Trinta e cinco anos sem Keith Moon, o mestre insano da bateria

Estadão

08 Setembro 2013 | 16h14

Marcelo Moreira

Uma banda iniciante, mas com muito gás, toca alucinadamente clássicos do rhythm and blues norte-americano em um pardieiro no oeste de Londres. O quarteto até que é bom, mas o baterista, mais velho que os moleques da frente, sua literalmente para acompanhar o ritmo.

Ao final da apresentação, o cara está esgotado, enquanto os três moleques vibram com o show energético. Antes mesmo de desligar a guitarra do amplificador, o guitarrista escuta um garoto feio, narigudo e cheio de espinhas, com um cabelo ridículo e vestido de forma cafona berrar que o baterista da banda é péssimo e que toca muito melhor.
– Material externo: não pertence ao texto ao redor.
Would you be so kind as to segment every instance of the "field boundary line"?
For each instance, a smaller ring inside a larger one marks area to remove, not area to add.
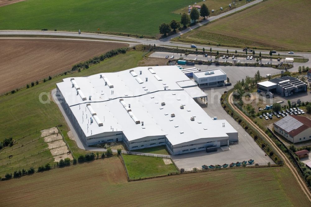
[[[308,199],[309,201],[311,201],[311,193],[310,193],[309,188],[308,186],[307,186],[304,182],[302,180],[301,177],[299,174],[296,168],[294,166],[291,162],[290,162],[287,156],[284,154],[284,153],[276,145],[276,144],[274,143],[274,142],[273,141],[271,140],[271,138],[261,128],[257,125],[255,124],[249,117],[244,114],[236,106],[232,103],[233,99],[232,94],[232,93],[230,93],[230,94],[229,95],[228,100],[229,100],[229,104],[230,104],[230,105],[234,108],[235,110],[235,111],[237,112],[240,116],[248,122],[254,128],[258,131],[258,132],[261,134],[262,136],[265,137],[267,141],[269,143],[270,145],[273,146],[275,151],[277,152],[277,153],[279,154],[281,159],[283,160],[283,162],[290,169],[293,175],[295,178],[298,184],[300,186],[301,190],[305,194]]]

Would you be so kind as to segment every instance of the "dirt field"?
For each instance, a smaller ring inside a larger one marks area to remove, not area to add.
[[[206,205],[207,199],[211,206],[310,205],[285,167],[227,169],[128,182],[119,158],[114,157],[1,185],[3,206],[200,206]]]
[[[0,7],[3,7],[15,3],[22,2],[23,1],[25,0],[0,0]]]
[[[73,65],[128,44],[56,39],[0,39],[0,94],[71,70]]]

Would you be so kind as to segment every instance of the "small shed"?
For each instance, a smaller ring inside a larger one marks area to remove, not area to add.
[[[300,151],[298,151],[295,153],[299,159],[305,157],[309,156],[309,151],[306,150],[301,150]]]

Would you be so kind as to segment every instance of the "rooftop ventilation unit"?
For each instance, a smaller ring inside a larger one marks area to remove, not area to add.
[[[212,75],[214,74],[214,71],[210,71],[209,72],[206,72],[204,74],[206,76],[210,75]]]

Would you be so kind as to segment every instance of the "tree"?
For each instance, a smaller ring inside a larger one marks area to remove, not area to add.
[[[112,150],[111,150],[111,148],[109,147],[107,149],[107,151],[106,152],[106,156],[107,157],[110,157],[112,156],[113,154]]]
[[[278,103],[274,103],[272,106],[272,109],[276,112],[281,111],[281,104]]]
[[[190,17],[186,13],[183,14],[183,15],[181,16],[180,23],[183,25],[184,27],[186,27],[187,25],[190,24]]]
[[[171,28],[173,29],[174,32],[176,32],[176,29],[179,28],[180,26],[180,24],[176,20],[173,19],[169,24],[169,25],[171,26]]]
[[[195,23],[200,17],[200,13],[196,7],[192,7],[191,11],[190,12],[190,19]]]
[[[159,30],[160,30],[160,34],[166,36],[166,33],[171,31],[171,28],[169,25],[166,23],[163,23],[159,26]]]
[[[201,8],[200,9],[200,16],[204,17],[205,19],[205,17],[210,15],[210,11],[208,11],[208,8],[206,6],[205,4],[203,4],[201,6]]]

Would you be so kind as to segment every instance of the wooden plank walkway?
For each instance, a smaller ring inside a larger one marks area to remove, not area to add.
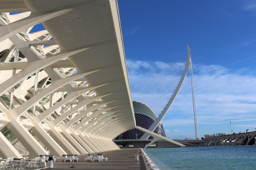
[[[72,162],[57,162],[53,163],[53,168],[49,168],[51,170],[69,169],[130,169],[139,170],[140,168],[140,161],[135,160],[135,151],[137,154],[139,153],[138,148],[124,149],[108,151],[102,152],[104,158],[108,158],[108,161],[99,162],[95,161],[84,161],[84,158],[87,157],[87,154],[78,155],[80,161],[74,162],[75,168],[70,168],[72,166]],[[97,153],[92,154],[93,157],[97,155]],[[140,156],[139,156],[139,158]],[[57,157],[58,158],[58,157]],[[58,159],[59,161],[60,160]],[[143,161],[143,160],[142,160]],[[48,165],[47,162],[46,165]],[[142,167],[144,165],[141,165]]]

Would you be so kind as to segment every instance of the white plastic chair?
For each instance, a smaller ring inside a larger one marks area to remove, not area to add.
[[[33,159],[33,160],[30,162],[30,163],[28,165],[28,166],[31,168],[33,167],[36,168],[38,167],[38,162],[39,162],[39,159],[40,159],[40,157],[37,157]]]
[[[61,162],[63,160],[64,160],[65,159],[65,156],[62,156],[62,158],[61,158],[61,159],[60,159],[60,161]]]
[[[0,162],[0,169],[3,169],[4,166],[5,165],[4,161],[2,160]]]
[[[88,156],[87,156],[87,158],[84,158],[84,161],[85,161],[86,162],[86,161],[87,160],[90,160],[91,162],[92,162],[92,156],[91,155],[89,156],[88,155]]]
[[[103,158],[103,155],[100,155],[100,160],[101,161],[103,161],[103,160],[105,160],[106,161],[108,161],[108,160],[107,158]]]
[[[71,159],[71,161],[73,161],[73,159],[74,159],[74,161],[76,161],[76,162],[78,162],[79,161],[79,158],[77,158],[77,155],[72,156],[72,159]]]
[[[92,162],[94,162],[94,161],[95,160],[100,162],[100,156],[94,156],[93,159],[92,159]]]
[[[71,158],[68,158],[67,155],[65,156],[65,158],[64,159],[64,162],[66,162],[66,160],[69,160],[71,162]]]
[[[46,167],[46,163],[45,162],[45,160],[44,159],[41,159],[41,160],[40,160],[40,162],[39,163],[39,166],[40,167],[42,167],[42,164],[43,164],[44,163],[45,166],[45,167]]]

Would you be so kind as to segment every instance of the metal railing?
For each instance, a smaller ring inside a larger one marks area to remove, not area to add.
[[[24,58],[18,57],[16,59],[16,61],[14,60],[14,58],[8,57],[8,58],[0,58],[0,63],[9,63],[11,62],[28,62],[27,58]]]

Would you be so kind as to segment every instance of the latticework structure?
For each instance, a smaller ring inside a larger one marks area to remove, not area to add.
[[[0,157],[118,149],[134,128],[162,137],[136,126],[116,1],[3,0],[0,24]]]

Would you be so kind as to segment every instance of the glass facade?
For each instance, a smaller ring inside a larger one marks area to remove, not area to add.
[[[148,129],[155,121],[156,116],[154,112],[146,105],[136,101],[132,102],[134,110],[134,115],[136,125],[146,129]],[[143,107],[140,107],[139,106]],[[141,113],[137,113],[140,112]],[[154,132],[161,136],[166,137],[163,125],[159,123]],[[139,139],[144,132],[136,129],[129,130],[117,136],[115,140]],[[150,136],[148,139],[153,139]]]

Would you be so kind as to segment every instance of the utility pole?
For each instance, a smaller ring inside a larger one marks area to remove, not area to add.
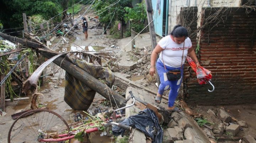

O guitarrista é arrogante e pedante e detesta ser desafiado. Mandou o moleque sentar na bateria. Quatro minutos depois, o instrumento estava em pedaços e o garoto feio contratado. Foi assim que Keith Moon entrou no Who aos 17 anos de idade, em uma noite fria e chuvosa de 1964 – o grupo ainda atendia pelo nome de High Numbers. Doug Sandom, o demitido, sumiu do mapa. ´

A última semana de maio de 2013 marcou os 35 anos da última aparição do gênio da bateria do Who ao vivo, em um palco, com seus colegas, no Shepperton Studios, em Londres. O Who tocou “Baba O’Riley” e “Won’t Get Fooled Again” para um seleto público de amigos e fãs da banda, e as duas performances foram gravadas e incluídas no documentário “The Kids Are Alright”, lançado em 1979.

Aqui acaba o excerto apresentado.